Illustration with annotations

Here, $A_1$ and $A_2$ are the areas of cross-section and $v_1$ and $v_2$ are the speeds of water molecules at two different heights (indicated by dotted red lines).

Since, the shape of water remains fairly constant and the flow is laminar, in a time interval $\Delta t$, the volume of water passing through level 1 must be equal to the volume of water passing through level 2. Mathematically, we can say:

$$A_1v_1\Delta t=A_2v_2\Delta t$$ $$A_1v_1=A_2v_2$$

Or in other words, the product of the area of cross section and the speed remains the same at all heights and this is known as the equation of continuity. Since water molecules are under the gravitation force of attraction, they are accelerated downwards. So, $v_1<v_2$. As the product of area of cross section and the speed must be a constant, $A_1>A_2$. This explains why water bends towards the axis while falling slowly from a tap.

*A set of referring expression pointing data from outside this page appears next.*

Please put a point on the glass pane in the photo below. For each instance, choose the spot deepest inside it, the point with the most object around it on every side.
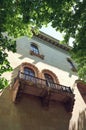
(34, 48)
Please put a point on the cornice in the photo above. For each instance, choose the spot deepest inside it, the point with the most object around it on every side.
(53, 41)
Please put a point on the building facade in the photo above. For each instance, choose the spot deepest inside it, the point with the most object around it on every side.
(43, 92)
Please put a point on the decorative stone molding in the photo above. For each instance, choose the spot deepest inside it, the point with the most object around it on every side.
(53, 75)
(29, 65)
(38, 55)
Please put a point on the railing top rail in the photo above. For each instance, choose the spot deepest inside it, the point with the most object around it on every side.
(44, 80)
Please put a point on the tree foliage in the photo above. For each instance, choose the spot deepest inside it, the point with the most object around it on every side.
(18, 17)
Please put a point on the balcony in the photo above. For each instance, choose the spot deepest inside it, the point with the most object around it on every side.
(46, 91)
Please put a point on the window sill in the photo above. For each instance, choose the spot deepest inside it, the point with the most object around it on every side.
(38, 55)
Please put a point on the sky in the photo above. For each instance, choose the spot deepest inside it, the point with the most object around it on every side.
(52, 32)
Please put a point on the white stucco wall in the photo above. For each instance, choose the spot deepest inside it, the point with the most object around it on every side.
(54, 60)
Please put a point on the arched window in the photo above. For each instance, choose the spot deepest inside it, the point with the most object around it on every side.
(29, 74)
(48, 78)
(34, 48)
(29, 71)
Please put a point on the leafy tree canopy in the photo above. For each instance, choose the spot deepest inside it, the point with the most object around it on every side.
(17, 17)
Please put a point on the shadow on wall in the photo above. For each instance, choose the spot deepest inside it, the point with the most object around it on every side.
(81, 123)
(26, 54)
(14, 74)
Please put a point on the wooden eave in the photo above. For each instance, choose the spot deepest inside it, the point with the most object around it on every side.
(52, 41)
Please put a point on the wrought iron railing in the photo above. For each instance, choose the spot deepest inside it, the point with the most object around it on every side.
(43, 82)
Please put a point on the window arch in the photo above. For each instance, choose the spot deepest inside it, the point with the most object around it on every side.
(29, 71)
(31, 67)
(48, 77)
(34, 48)
(52, 76)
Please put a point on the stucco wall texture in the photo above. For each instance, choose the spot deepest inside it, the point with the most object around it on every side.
(29, 114)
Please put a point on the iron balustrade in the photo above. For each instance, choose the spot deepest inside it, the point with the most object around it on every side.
(42, 82)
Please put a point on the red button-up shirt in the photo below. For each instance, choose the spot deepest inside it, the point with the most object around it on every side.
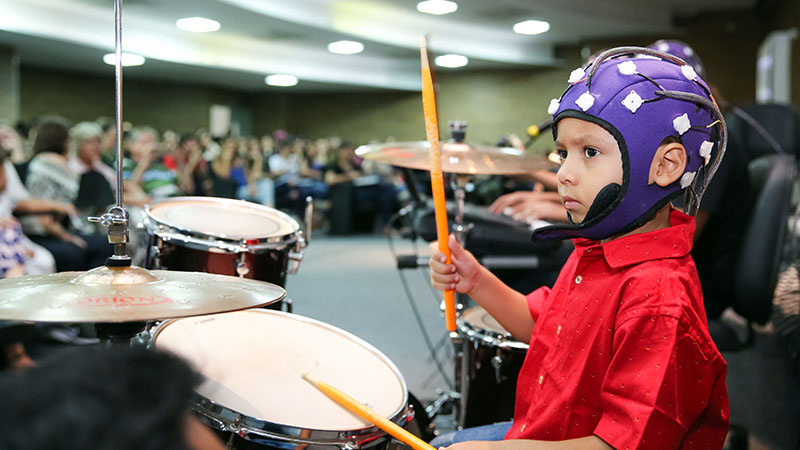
(621, 349)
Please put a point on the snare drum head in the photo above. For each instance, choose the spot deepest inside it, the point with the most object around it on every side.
(222, 218)
(252, 361)
(479, 319)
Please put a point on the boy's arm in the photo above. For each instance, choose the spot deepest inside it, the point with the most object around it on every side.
(467, 276)
(584, 443)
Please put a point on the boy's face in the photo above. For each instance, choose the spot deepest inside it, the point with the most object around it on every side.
(590, 160)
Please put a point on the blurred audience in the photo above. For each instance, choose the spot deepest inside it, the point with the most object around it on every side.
(50, 178)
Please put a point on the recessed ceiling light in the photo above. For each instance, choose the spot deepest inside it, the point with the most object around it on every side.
(346, 47)
(197, 24)
(281, 80)
(531, 27)
(128, 59)
(451, 61)
(437, 7)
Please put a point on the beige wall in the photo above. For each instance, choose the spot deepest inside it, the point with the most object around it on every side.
(80, 97)
(493, 103)
(9, 85)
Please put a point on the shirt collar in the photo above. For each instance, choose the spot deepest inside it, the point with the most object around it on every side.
(672, 242)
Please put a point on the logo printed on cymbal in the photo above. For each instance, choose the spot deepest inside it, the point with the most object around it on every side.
(123, 301)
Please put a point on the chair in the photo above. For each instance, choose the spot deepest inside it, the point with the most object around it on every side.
(759, 259)
(762, 127)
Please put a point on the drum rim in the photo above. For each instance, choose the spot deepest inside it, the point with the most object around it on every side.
(218, 415)
(488, 336)
(173, 232)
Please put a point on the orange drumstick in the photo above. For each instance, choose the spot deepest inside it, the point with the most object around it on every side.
(437, 181)
(367, 414)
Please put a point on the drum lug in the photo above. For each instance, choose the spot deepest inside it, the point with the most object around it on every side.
(242, 268)
(497, 363)
(350, 445)
(155, 257)
(295, 257)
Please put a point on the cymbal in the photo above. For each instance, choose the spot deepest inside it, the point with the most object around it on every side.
(131, 294)
(457, 157)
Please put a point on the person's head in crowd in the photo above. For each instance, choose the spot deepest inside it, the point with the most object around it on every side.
(143, 142)
(87, 139)
(633, 131)
(104, 399)
(169, 141)
(52, 136)
(188, 144)
(346, 153)
(267, 144)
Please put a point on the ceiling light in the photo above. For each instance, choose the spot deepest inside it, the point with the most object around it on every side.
(437, 7)
(197, 24)
(128, 59)
(346, 47)
(531, 27)
(281, 80)
(451, 61)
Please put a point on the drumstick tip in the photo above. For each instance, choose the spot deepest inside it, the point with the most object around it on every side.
(308, 378)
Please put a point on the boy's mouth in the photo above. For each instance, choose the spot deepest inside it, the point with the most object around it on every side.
(570, 203)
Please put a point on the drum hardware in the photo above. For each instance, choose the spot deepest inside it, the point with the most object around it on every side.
(457, 157)
(223, 236)
(242, 269)
(263, 413)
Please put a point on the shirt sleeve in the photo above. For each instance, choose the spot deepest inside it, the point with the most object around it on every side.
(535, 301)
(660, 387)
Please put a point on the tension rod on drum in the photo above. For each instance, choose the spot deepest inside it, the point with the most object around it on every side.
(116, 219)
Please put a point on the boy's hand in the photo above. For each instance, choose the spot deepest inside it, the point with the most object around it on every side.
(462, 275)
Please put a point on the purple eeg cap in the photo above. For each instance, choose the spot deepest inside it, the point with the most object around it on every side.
(683, 51)
(641, 101)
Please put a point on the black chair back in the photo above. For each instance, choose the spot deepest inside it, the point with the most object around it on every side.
(756, 272)
(779, 122)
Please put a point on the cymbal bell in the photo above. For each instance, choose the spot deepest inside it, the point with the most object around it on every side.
(130, 294)
(457, 157)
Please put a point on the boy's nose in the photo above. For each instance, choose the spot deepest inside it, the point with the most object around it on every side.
(566, 174)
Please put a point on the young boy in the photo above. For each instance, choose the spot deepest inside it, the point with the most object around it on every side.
(620, 356)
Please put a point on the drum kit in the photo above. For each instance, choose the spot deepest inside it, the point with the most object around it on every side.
(487, 359)
(210, 261)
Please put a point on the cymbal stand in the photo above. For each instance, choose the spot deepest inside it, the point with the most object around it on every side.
(116, 219)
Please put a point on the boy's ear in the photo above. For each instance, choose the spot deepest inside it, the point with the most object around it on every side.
(668, 164)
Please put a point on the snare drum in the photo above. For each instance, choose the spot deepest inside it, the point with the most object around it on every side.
(490, 366)
(252, 361)
(222, 236)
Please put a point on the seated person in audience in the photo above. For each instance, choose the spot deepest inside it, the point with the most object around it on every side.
(192, 170)
(244, 166)
(50, 178)
(370, 192)
(620, 355)
(146, 168)
(294, 179)
(110, 399)
(86, 140)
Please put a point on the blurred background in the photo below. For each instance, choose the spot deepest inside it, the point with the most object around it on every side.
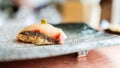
(91, 12)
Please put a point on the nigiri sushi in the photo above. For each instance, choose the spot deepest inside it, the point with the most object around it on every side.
(42, 34)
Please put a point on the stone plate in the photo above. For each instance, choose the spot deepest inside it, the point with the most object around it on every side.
(80, 38)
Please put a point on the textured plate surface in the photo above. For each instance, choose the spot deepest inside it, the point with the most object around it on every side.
(80, 38)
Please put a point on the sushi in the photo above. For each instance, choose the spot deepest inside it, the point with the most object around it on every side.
(42, 34)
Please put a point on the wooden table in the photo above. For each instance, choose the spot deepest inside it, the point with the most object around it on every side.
(97, 58)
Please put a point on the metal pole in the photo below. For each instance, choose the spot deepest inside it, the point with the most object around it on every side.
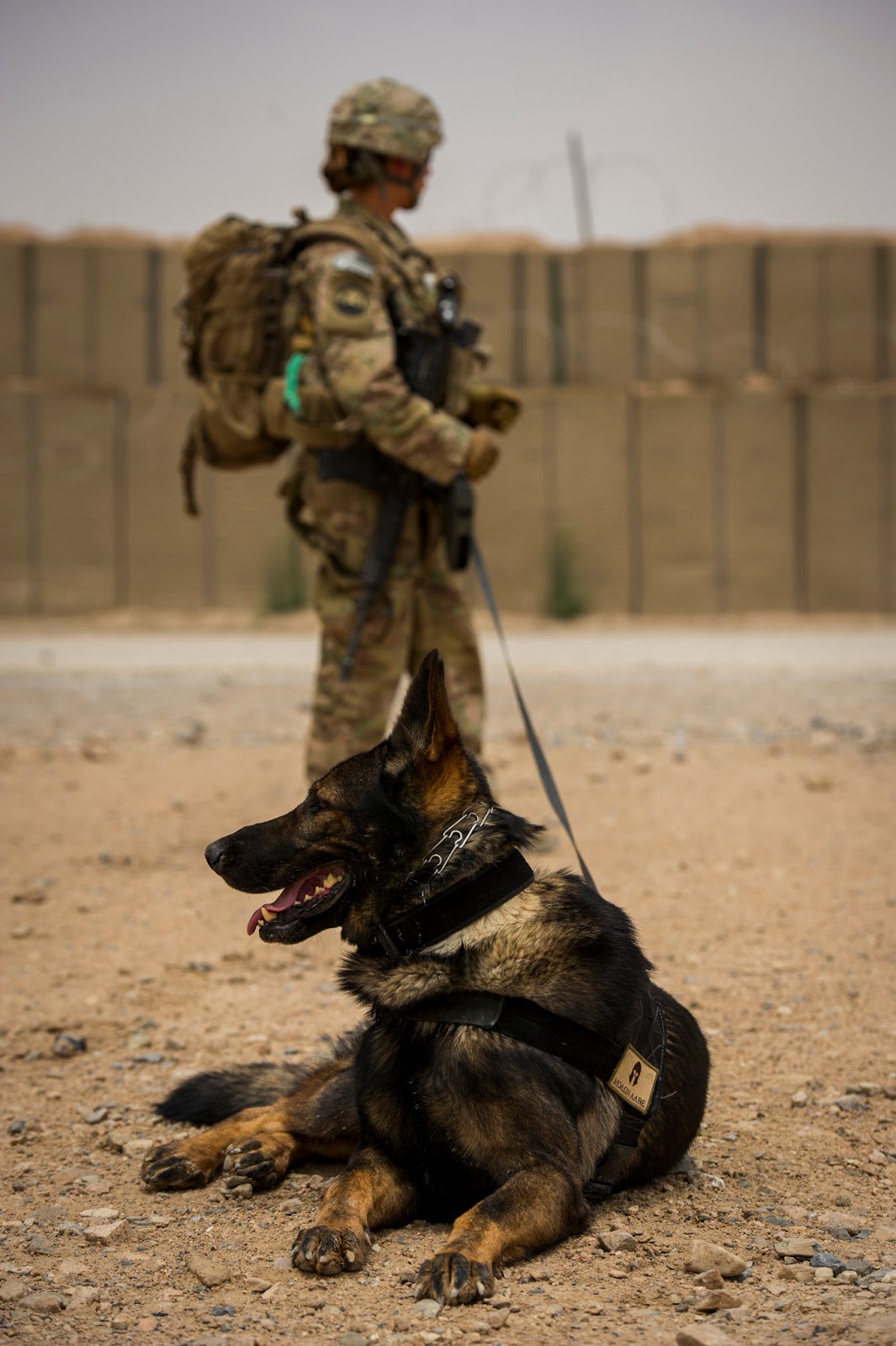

But the above explanation fails at much lower heights above the fluctuating flow zone (where flow fluctuates from laminar to turbulent). Let us consider another diagram:

Different flow regions

The area of cross-section remains almost constant at the intermediate heights above the red zone. It doesn't decrease in accordance to the equation of continuity. Further, my method of explanation involves a lot of assumptions and I've also neglected surface tension, viscosity etc. I'm unable to imagine how these forces would affect our results.

Is this a correct reason for "Why does water falling slowly from a tap bend inwards?" or is there any better explanation for this phenomenon?

Image Courtesy: My own work :)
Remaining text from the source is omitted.